Paging the “COIN mafia” -- if this report in the Straits Times is accurate, it looks like the North Korean government is gearing up its unconventional capabilities in a big way. The paper says the North (DPRK) has made a “fundamental shift” in the way it plans to wage war.
Last month, South Korea's Ministry of National Defence (MND) released its biennial defense White Paper, and it reported that “North Korea has substantially bolstered its special forces,” according to the Straits Times, “expanding their strength by 50 per cent over just two years - from an already hefty 120,000 personnel in 2006 to 180,000 last year.” An MND official is quoted as saying that the DPRK is “seeking to blur the line between friend and foe in a conflict scenario” to try and make up for its lack of advanced weaponry. In other words, according to the official, Pyongyang is responding to “lessons it had learnt while watching the wars in Iraq and Afghanistan.”
Writing on the Kings of War blog, David Betz of the Department of War Studies, King's College London, says that the lesson North Korea is taking from Iraq and Afghanistan is that “when fighting Western armies you can tie them in knots with irregular techniques whereas confronting them in a conventional order of battle is a good way to get slaughtered.”
It's not terribly surprising that the DPRK is looking at irregular capabilities. Actually, it would be surprising if states like North Korea weren’t doing this.
But just as potential adversaries are looking for holes in American or NATO abilities that they can potentially exploit, the United States seems to be on top of it, at least in theory. In testimony yesterday before the House Armed Services Committee, Marine Corps Gen. James N. Mattis, chief of U.S. Joint Forces Command, told the committee that he is “absolutely certain” that irregular warfare “will be with us in future conflicts,” and therefore, “we must make irregular warfare a core competency; and this is Joint Forces Command's top priority right now.”

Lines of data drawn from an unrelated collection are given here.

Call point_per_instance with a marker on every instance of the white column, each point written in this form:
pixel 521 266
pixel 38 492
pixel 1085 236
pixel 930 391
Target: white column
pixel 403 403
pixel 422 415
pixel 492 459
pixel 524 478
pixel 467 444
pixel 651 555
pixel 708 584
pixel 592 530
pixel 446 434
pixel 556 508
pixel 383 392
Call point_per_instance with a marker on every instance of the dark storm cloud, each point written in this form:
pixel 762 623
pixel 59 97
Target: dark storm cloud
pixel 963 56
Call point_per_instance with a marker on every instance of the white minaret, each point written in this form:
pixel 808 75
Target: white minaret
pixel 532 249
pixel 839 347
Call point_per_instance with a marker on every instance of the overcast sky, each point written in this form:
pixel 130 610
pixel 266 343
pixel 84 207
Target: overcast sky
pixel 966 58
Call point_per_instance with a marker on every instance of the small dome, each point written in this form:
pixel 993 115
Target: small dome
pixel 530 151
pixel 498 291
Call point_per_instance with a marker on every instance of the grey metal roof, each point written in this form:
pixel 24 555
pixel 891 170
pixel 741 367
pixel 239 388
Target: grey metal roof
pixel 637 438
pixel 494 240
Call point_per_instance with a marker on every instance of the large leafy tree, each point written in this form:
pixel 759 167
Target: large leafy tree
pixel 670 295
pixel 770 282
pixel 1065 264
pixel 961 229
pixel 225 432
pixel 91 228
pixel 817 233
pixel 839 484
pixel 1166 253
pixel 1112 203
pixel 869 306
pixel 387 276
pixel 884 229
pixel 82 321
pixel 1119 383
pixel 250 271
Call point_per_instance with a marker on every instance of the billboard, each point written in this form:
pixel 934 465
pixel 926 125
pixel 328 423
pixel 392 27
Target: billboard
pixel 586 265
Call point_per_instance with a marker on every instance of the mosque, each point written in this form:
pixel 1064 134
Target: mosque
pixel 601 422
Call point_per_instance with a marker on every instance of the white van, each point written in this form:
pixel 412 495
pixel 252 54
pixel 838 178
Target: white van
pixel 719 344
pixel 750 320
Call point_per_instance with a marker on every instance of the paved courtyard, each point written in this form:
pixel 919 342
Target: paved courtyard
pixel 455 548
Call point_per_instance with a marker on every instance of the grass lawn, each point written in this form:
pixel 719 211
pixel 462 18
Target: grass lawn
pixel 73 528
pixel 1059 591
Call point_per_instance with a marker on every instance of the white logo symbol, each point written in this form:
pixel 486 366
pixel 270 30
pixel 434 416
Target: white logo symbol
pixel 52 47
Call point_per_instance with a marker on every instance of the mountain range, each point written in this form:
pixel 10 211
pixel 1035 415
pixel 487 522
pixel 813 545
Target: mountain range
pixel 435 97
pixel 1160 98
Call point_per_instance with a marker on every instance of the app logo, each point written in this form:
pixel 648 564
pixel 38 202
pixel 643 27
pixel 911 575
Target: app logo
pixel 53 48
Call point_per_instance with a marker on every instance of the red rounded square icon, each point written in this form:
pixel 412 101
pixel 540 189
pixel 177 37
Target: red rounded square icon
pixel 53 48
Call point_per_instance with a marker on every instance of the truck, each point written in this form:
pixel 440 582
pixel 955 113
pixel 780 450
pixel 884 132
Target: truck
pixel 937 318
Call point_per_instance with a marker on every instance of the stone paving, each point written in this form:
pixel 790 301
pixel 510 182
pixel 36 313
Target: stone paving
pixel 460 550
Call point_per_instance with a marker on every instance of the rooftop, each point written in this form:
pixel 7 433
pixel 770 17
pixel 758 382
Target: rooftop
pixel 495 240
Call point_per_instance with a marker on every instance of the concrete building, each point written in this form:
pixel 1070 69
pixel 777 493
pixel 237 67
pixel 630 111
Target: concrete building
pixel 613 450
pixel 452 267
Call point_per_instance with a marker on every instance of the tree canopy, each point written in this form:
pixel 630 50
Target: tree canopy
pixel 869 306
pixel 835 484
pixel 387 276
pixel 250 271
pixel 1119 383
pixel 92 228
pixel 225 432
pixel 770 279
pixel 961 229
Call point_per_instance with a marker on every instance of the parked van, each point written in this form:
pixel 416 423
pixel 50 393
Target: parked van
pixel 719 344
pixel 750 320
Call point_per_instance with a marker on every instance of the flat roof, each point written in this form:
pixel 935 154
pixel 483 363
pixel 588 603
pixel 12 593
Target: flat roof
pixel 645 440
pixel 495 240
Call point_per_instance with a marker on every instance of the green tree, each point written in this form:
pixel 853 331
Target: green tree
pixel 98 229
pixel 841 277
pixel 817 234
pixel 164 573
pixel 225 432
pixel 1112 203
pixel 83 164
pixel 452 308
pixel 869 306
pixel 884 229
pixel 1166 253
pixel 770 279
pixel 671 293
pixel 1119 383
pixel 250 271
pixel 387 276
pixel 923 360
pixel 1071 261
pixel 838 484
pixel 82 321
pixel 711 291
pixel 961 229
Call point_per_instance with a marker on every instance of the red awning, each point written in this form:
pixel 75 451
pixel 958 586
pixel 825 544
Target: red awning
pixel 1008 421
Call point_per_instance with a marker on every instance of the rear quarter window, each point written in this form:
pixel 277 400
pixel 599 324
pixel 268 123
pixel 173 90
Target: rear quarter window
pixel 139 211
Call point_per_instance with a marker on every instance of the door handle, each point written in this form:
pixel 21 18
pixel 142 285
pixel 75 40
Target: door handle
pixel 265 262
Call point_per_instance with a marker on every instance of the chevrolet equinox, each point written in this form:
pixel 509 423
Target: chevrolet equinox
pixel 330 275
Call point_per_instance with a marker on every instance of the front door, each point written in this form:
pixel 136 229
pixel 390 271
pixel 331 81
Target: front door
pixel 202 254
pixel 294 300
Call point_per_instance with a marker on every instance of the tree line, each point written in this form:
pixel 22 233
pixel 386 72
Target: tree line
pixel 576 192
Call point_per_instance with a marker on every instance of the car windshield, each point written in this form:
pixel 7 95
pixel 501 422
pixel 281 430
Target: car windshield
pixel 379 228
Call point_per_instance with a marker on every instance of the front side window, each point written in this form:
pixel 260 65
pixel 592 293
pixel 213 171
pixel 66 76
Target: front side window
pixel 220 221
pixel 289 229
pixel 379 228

This idea was captured in the Capstone Concept for Joint Operations report released this past January by chairman of the Joint Chiefs of Staff, which recognized that in the future, even an “advanced military power can be expected to adopt some methods considered ‘irregular’ by Western standards…Rather than attempting to defeat U.S. forces in decisive battle, even militarily significant states are likely to exploit increasingly inexpensive but lethal weapons in an erosion strategy aimed at weakening U.S. political resolve by inflicting mounting casualties over time.”
It’s tough to gauge just how well the DPRK’s special forces would fare in a fight with a wealthier, industrialized nation or what other ways the country is changing its defense strategy, but we’ve already seen the damage lightly trained individuals, connected with a network, can cause with some explosive material and homemade detonators. To think that the rest of the world isn’t paying attention would be disasterous.